CASTROVILLARI – La musica è finita, gli amici se ne vanno, e tu rimani solo, come prima, più di prima. La testa nel piatto, ferma, immobile, la torta con le candeline spente. Una torta intatta. La torta con ancora le fette intatte. Le candele non accese. I quindici anni, tempi difficili, da passaggio dall’adolescenza all’età adulta. Un succo, rigorosamente analcolico alla destra del padre, un cappellino colorato alla sinistra. La trinità ricomposta in questa triangolazione pagana e popolare tutt’altro che felice.
Il festeggiato ha visto chiaramente più di quindici primavere, forse le ha doppiate, addirittura potrebbe aver fatto il tris. E’ grande ma vorrebbe una festa con coriandoli e cotillon, soprattutto amici. Viene in mente “Tapparella” di Elio e le Storie Tese. C’è responsabilità nella locandina del festival 2014 di Scena Verticale, specializzata in loghi ogni anno evocativi, suggestivi e ficcanti, su tutti il peperoncino che usciva da una buccia di banana, emblema del piccante che esprime la regione, il provocatorio che deve necessariamente albergare nell’arte, il contrasto e l’ossimoro tra colori e gusti, senso e sesso. Una cappa, neanche troppo velata, di solitudine ammanta questa festa singola, party per un solo invitato, un’atmosfera pinteriana (“Il compleanno”, “La festa”) che riserva sorprese amare, nessuna lingua di Menelik a riempire di suono aciduli la stanza con la tovaglia a righe.
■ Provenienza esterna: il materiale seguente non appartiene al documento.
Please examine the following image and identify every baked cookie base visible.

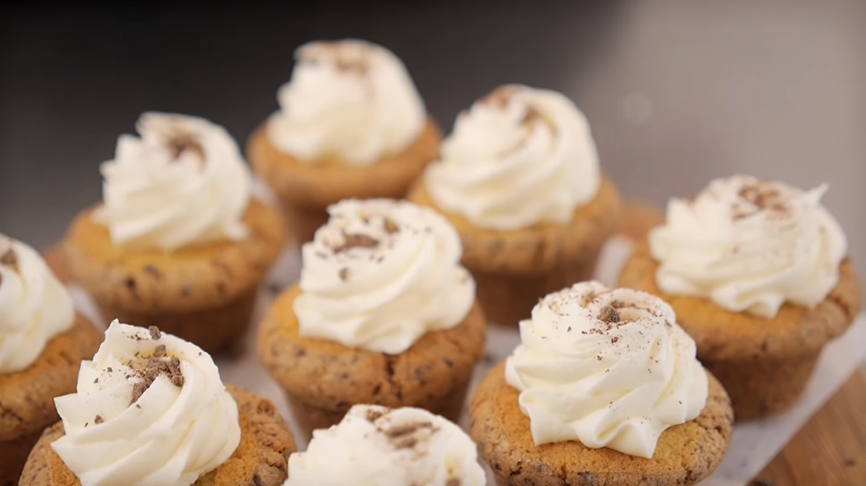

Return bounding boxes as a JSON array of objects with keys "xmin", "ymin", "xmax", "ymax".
[
  {"xmin": 247, "ymin": 119, "xmax": 442, "ymax": 244},
  {"xmin": 63, "ymin": 199, "xmax": 286, "ymax": 354},
  {"xmin": 258, "ymin": 286, "xmax": 486, "ymax": 439},
  {"xmin": 619, "ymin": 241, "xmax": 860, "ymax": 421},
  {"xmin": 408, "ymin": 176, "xmax": 623, "ymax": 325},
  {"xmin": 469, "ymin": 361, "xmax": 733, "ymax": 486},
  {"xmin": 19, "ymin": 386, "xmax": 296, "ymax": 486},
  {"xmin": 471, "ymin": 248, "xmax": 600, "ymax": 327},
  {"xmin": 96, "ymin": 287, "xmax": 258, "ymax": 356},
  {"xmin": 0, "ymin": 315, "xmax": 102, "ymax": 486},
  {"xmin": 0, "ymin": 429, "xmax": 42, "ymax": 486}
]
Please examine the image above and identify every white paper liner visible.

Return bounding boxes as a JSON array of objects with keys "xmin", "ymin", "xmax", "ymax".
[{"xmin": 69, "ymin": 237, "xmax": 866, "ymax": 486}]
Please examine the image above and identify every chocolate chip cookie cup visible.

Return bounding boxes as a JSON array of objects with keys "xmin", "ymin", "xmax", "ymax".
[
  {"xmin": 408, "ymin": 85, "xmax": 623, "ymax": 326},
  {"xmin": 62, "ymin": 113, "xmax": 286, "ymax": 353},
  {"xmin": 285, "ymin": 405, "xmax": 486, "ymax": 486},
  {"xmin": 18, "ymin": 321, "xmax": 295, "ymax": 486},
  {"xmin": 258, "ymin": 199, "xmax": 486, "ymax": 438},
  {"xmin": 619, "ymin": 176, "xmax": 860, "ymax": 420},
  {"xmin": 469, "ymin": 282, "xmax": 733, "ymax": 486},
  {"xmin": 0, "ymin": 235, "xmax": 100, "ymax": 486},
  {"xmin": 247, "ymin": 40, "xmax": 442, "ymax": 244}
]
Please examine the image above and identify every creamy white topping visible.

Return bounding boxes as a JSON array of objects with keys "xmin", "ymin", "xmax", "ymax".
[
  {"xmin": 0, "ymin": 234, "xmax": 75, "ymax": 373},
  {"xmin": 95, "ymin": 113, "xmax": 251, "ymax": 251},
  {"xmin": 505, "ymin": 282, "xmax": 708, "ymax": 458},
  {"xmin": 51, "ymin": 320, "xmax": 241, "ymax": 486},
  {"xmin": 285, "ymin": 405, "xmax": 486, "ymax": 486},
  {"xmin": 267, "ymin": 40, "xmax": 427, "ymax": 166},
  {"xmin": 294, "ymin": 199, "xmax": 475, "ymax": 354},
  {"xmin": 649, "ymin": 175, "xmax": 848, "ymax": 318},
  {"xmin": 425, "ymin": 85, "xmax": 601, "ymax": 231}
]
Anche la mamma e la nonna sembrano distanti da questo quadretto che tutto regala tranne quiete e tranquillità tra le quattro mura domestiche. Qualcuno avrà fatto la foto, qualcuno che ha atteso la caduta (forse la politica, regionale, nazionale o teatrale) senza opporre resistenza, senza mettere le mani a contrasto con il duro tavolo freddo, puntando più sull’immagine, sullo scatto, sul flash e sul suo clamore conseguente che sul salvare il presente. Hanno atteso che la faccia sprofondasse nella crema chantilly, s’impregnasse di glassa, si riempisse di granella di nocciola. Non c’è stato nemmeno il tempo di mettersi il cappellino triangolare che rimanda a quello, più artigianale e giornalaio, del muratore, mestiere che fa e costruisce, che alza i muri non per dividere ma per dare luoghi e spazi, innesti ed aperture: in una parola sola “il lavoro dell’attore”.
Ed in questo scatto, i capelli neri, il volto nascosto, non per vergogna ma forse soltanto per stanchezza, affaticamento nell’aver atteso troppo, i regali, gli invitati, la festa stessa. Forse addirittura è ipotizzabile un selfie, un autoscatto moderno, una posa creata con il cavalletto a distanza ravvicinata per far credere all’esterno che fosse tutto uno scherzo, una burla. La realtà è un’altra. Dietro questa musica insonorizzata, sorda, dietro queste pareti scarne e grigie e vuote, rimane il silenzio, l’abbandono. Una richiesta d’aiuto, di sostegno, di supporto e di appoggio in questo momento, appunto l’adolescenza dei quindici anni, passati a ben credere, a diventare forti e sani, una fortezza ed una sanezza da non disperdere, da non sciupare né scialacquare, da non sciogliere nel tempo, da valorizzare per altre quindi primavere. “Sarà un uomo”, cantava Luca Carboni.